6. Method for the preparation of neural cells comprising contacting an isolated stem cell population from myometrial tissue with a neurogenic factor or with a neurogenic differentiation medium, wherein the cells of said stem cell population are characterized in that are positive for CD31, CD34, CD44, CD 117, SSEA-4 and WGA-lectin surface markers and negative for CD13, CD45, CD80, CD133, CD146, TRA1-60 and TRA1-81.

7. Method for the preparation of cardiac muscle cells comprising contacting an isolated stem cell population from myometrial tissue with a 5-azacytidine or with a cardiomyogenic differentiation medium, wherein the cells of said stem cell population are characterized in that they are positive for CD31, CD34, CD44, CD 117, SSEA-4 and WGA-lectin surface markers and negative for CD13, CD45, CD80, CD133, CD146, TRA1-60 and TRA1-81.

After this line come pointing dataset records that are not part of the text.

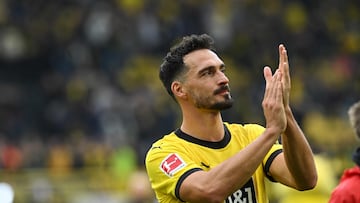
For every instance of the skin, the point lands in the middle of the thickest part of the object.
(196, 96)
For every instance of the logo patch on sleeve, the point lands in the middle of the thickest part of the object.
(171, 164)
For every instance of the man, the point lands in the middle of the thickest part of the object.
(208, 160)
(349, 186)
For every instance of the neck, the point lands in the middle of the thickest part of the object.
(204, 125)
(356, 156)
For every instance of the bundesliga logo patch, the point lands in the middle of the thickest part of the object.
(171, 164)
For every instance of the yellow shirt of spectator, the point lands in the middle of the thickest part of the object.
(174, 157)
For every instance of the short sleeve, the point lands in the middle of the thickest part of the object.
(167, 166)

8. Isolated myometrial-derived mesenchymal stem cell population characterized in that the cells of said population are positive for CD31, CD34, CD44, CD117, SSEA-4, HLA-DR 5 and WGA-lectin surface markers and negative for CD13, CD45, CD80, CD133, CD146, TRAl-60 and TRAl-81 surface markers for use in the treatment of a myometrial tissue degenerative condition.

9. Isolated myometrial-derived mesenchymal stem cell population characterized in that the cells of said population are positive for CD31, CD34, CD44, CD 117, SSEA-4, HLA-DR 5 and WGA-lectin surface markers and negative for CD 13, CD45, CD80, CD 133, CD146, TRAl-60 and TRAl-81 surface markers for use in method of improving reproductive capacity in a female subject in need thereof.

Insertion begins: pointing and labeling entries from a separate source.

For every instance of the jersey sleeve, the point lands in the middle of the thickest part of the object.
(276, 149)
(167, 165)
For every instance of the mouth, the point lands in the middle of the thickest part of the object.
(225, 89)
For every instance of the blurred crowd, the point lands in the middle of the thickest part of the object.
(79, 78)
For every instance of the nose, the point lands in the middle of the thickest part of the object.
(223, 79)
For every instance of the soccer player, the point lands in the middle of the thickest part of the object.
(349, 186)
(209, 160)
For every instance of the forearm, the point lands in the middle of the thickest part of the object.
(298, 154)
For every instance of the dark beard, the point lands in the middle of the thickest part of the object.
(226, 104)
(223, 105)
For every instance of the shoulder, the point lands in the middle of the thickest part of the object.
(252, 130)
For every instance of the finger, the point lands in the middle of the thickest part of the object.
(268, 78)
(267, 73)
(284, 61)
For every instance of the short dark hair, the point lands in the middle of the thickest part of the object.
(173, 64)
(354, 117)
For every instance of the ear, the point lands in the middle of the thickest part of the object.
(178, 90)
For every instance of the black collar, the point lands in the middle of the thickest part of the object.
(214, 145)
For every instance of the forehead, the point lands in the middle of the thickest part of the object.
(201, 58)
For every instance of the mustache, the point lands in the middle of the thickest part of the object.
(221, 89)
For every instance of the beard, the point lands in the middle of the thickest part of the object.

10. Method for the determination of the reproductive capacity of a female subject comprising the determination of the number of cells that are positive for CD31, CD34, CD44, CD117, SSEA-4 and WGA-lectin surface markers and negative for CD13, CD45, CD80, CD133, CD 146, TRAl-60 and TRAl-81 in a myometrial sample obtained from said subject, wherein a reduced number of said cells in the myometrial sample with respect to a reference sample is indicative that the female subject shows low reproductive capacity.

11. Method according to claim 10 wherein the reference sample is a myometrial sample from a fertile female subject.

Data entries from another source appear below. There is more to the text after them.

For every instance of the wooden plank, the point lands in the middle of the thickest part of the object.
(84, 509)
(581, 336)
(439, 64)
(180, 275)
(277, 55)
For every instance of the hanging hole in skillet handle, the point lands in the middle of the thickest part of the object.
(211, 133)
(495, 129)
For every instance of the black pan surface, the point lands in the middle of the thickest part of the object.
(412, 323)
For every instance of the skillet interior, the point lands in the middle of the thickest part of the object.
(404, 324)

12. A culture supernatant or an extract of an isolated stem cell population wherein said isolated cell population is characterised in that the cells are positive for CD31 , CD34, CD44, CD117, SSEA-4 and WGA-lectin surface markers and negative for CD 13, CD45, CD80, CD133, CD146, TRAl-60 and TRAl-81.

13. A pharmaceutical composition comprising a culture supernatant or an extract as defined in claim 12.

14. A culture supernatant or an extract as defined in claim 12 for use in medicine.

15. A culture supernatant or an extract as defined in claim 14 for use in the treatment of an inflammatory disease or of a degenerative process.